Best For: Hikers a stable, comfortable, and protective shoe
Pros: A shoe built for all-day comfort, great traction
Cons: A bit narrow
6. Hoka Challenger 6
Drop: 5mm (30mm to 25mm)
Weight: 9.6 oz
The Hoka Challenger is the less aggressive cousin to the Hoka Speedgoat. The Challenger has a more forgiving upper, a nice and plush midsole, and a less aggressive outsole. This shoe would be perfect on the Camino Portuguese Central route, where most days are covering cobblestone, concrete, and asphalt.
Best For: Hikers looking for a max cushion shoe with max comfort
Pros: Lots of cushion and comfortable fit
Cons: Sidehill instability and minimal grip on wet trails
7. Altra Olympus 4
Drop: 0mm (33mm to 33mm)
Weight: 12 oz
If you love the wide toebox and 0-drop of the Lone Peak, but want the max cushion of the Hoka Shoes, the Altra Olympus is the pick for you. The Olympus packs a massive 33mm of midsole under your feet, and comes with a Vibram Megagrip outsole. The upper is solid, but not the most secure.

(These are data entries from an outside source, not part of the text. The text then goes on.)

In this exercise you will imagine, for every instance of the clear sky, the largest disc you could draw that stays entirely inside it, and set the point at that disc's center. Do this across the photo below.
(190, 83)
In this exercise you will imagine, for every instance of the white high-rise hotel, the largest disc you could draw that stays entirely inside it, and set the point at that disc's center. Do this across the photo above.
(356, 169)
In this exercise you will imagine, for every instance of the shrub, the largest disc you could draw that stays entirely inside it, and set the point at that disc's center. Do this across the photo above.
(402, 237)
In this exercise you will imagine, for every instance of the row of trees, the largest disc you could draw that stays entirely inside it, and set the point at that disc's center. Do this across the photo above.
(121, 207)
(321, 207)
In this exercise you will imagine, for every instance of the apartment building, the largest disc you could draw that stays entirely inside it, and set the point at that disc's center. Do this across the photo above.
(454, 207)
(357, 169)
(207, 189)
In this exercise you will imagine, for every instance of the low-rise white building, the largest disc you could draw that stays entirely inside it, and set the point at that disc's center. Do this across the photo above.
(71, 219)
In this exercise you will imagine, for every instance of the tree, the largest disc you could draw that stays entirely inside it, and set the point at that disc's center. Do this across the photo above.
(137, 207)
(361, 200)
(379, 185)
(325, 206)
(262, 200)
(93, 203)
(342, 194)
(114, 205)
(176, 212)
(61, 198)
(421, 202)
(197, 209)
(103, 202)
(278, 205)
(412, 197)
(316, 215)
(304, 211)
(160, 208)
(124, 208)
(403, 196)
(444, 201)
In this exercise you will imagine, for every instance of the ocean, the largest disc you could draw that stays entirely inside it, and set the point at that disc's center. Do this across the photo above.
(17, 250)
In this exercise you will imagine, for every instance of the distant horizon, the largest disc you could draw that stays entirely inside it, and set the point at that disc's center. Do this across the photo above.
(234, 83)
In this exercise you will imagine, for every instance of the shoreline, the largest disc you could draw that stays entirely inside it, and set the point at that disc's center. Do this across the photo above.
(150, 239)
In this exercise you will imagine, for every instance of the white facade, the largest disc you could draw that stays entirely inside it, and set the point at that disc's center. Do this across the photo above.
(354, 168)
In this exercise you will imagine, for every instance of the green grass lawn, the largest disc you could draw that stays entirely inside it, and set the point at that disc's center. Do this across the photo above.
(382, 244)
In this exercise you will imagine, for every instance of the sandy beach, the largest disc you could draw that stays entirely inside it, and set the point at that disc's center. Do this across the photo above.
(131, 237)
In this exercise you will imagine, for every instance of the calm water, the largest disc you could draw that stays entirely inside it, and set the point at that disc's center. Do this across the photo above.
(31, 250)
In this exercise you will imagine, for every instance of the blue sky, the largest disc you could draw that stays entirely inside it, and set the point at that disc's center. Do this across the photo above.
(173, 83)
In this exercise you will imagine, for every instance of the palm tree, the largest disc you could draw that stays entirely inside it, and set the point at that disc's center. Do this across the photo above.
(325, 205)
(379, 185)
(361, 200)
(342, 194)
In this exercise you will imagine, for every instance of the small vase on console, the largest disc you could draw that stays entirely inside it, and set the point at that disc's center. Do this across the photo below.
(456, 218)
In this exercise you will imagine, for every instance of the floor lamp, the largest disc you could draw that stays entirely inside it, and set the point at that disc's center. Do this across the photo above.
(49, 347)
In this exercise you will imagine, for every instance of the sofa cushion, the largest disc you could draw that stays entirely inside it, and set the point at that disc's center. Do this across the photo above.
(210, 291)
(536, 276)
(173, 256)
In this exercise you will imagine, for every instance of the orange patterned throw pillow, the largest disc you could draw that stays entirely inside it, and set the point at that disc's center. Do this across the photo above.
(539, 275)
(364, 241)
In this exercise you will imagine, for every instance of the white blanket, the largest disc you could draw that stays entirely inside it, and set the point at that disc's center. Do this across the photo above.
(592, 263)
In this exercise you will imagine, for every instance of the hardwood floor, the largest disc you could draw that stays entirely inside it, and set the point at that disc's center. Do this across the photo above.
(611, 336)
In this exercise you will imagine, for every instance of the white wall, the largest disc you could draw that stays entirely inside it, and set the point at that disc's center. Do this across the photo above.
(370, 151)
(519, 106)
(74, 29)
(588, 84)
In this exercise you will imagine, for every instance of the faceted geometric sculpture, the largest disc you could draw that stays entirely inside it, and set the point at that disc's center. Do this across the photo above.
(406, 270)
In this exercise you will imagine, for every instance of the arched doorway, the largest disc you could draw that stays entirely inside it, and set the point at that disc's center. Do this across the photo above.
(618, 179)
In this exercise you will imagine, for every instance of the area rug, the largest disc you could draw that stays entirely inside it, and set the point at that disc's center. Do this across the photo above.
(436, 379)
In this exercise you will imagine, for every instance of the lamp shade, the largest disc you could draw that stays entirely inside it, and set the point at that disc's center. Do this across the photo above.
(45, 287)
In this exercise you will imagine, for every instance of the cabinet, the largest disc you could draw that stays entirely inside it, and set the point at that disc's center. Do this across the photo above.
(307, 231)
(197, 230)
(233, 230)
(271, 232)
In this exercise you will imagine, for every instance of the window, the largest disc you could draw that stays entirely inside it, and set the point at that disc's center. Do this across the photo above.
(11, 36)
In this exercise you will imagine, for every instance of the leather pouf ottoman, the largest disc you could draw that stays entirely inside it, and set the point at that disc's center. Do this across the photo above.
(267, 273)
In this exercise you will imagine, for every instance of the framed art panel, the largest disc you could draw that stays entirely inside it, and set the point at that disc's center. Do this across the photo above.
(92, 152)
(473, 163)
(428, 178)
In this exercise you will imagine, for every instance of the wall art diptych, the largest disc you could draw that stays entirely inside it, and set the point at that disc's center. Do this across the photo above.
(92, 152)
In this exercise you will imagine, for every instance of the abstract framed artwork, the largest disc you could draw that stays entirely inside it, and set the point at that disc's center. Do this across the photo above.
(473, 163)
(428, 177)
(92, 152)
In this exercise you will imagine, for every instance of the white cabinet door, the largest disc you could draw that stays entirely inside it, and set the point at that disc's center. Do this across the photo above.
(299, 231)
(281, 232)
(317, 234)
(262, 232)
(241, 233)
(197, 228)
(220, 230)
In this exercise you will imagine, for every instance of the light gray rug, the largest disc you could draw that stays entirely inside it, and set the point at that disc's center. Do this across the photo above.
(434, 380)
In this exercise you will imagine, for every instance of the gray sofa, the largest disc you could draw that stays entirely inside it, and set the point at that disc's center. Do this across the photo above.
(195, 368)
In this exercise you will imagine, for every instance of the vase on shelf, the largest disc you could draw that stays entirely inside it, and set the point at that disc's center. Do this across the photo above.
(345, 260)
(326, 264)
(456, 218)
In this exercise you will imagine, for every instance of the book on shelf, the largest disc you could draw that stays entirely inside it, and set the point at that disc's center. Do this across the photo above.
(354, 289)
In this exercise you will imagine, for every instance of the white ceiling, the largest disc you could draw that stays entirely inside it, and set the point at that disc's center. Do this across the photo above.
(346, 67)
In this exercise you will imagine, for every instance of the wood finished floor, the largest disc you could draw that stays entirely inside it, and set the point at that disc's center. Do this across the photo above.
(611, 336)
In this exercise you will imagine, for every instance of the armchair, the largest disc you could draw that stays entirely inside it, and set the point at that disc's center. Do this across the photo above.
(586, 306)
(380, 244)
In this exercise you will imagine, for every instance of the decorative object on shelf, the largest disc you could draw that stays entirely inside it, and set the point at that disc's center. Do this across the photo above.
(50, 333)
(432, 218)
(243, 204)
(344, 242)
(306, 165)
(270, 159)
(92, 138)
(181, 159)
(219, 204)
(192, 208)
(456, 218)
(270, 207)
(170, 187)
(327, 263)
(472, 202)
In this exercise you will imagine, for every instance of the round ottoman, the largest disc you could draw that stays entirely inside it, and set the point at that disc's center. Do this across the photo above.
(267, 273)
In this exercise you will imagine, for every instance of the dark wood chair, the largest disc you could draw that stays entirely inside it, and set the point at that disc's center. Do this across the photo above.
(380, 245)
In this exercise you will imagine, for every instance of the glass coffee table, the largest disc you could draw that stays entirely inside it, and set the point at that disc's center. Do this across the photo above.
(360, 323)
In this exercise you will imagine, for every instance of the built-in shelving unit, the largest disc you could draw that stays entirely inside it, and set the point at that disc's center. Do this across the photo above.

Best For: Hikers seeking max protection and cushion on a zero drop wide fitting platform
Pros: Cushion, comfort, grippy outsole
Cons: Expensive, lacking stability
The original Bushido was one of my favorite and most used shoes for the past decade. La Sportiva released the new Bushido II a few years ago to improve on the original. The biggest change are 4mm of extra cushioning in the forefoot and a more comfortable upper. The rest of the shoe remains mostly unchanged. The Bushido offers just enough cushion for long miles, and is built on a very stable and supportive platform. The Bushido has been my shoe of choice while hiking with my 40lbs son on my back (total 45lbs+ pack) because of the confidence inspiring support and stability.
Best For: Hikers seeking a stable shoe that hugs the foot and provides great underfoot protection
Pros: Stability, underfoot protection, grip, and traction
Cons: Low volume
Of all the shoes on this list, the Salomon XA Pro 3D is the one I have the most experience with. This is the shoe I wore on the JMT in 2015 and on Tour du Mont Blanc in 2014. Although I love the wet traction rubber on the outsole of these newer versions, the shoe is still a touch too narrow for my liking, and the over-the-toe lacing needs an update. They ride like a shoe, but offer boot like support and stability. If they fit your foot shape, they’re a great choice for those needing a burly and structured hiker.
Best For: Hikers with narrow feet and carrying heavier packs that are looking for a burly and rugged trail shoe
Pros: Plastic 3D chassis support, durable, stable
Cons: Narrow fit, pronounced seams on the upper lacing
The Altra Lone Peak gets a ton of love in hiking circles, but its popularity isn’t without a little dissent. For those that don’t love the Lone Peak, their issues usually stem from the 0-drop platform and/or the uppers lacking stability. The Topo Terraventure offers the wide toebox and anatomical fit of Altras, but with a 5mm drop and a secure feel and midfoot. The Terraventure also comes with a rockplate and grippy Vibram Megagrip outsole. Topo isn’t as well known as some of the other brands on this list, but they make some great shoes that will keep a pilgrim’s feet very happy.
Best For: Hikers seeking a wide toe box without the 0-drop of Altras
Pros: Comfort, price, and fit
Cons: Some hikers have noted durability concerns
One of the most popular hiking shoes over the past few years has been the Salomon X Ultra 3. In 2021, Salomon will be releasing a brand new and fully updated version of the X Ultra for v4. The upper looks to have a more secure and seam free Sensifit wrap. The midsole looks to remain the stable and protective ride of the v3, and the outsole also receives an update. I will post more info on this shoe as it becomes availble, but wanted to put it on the radar of Camino pilgrims.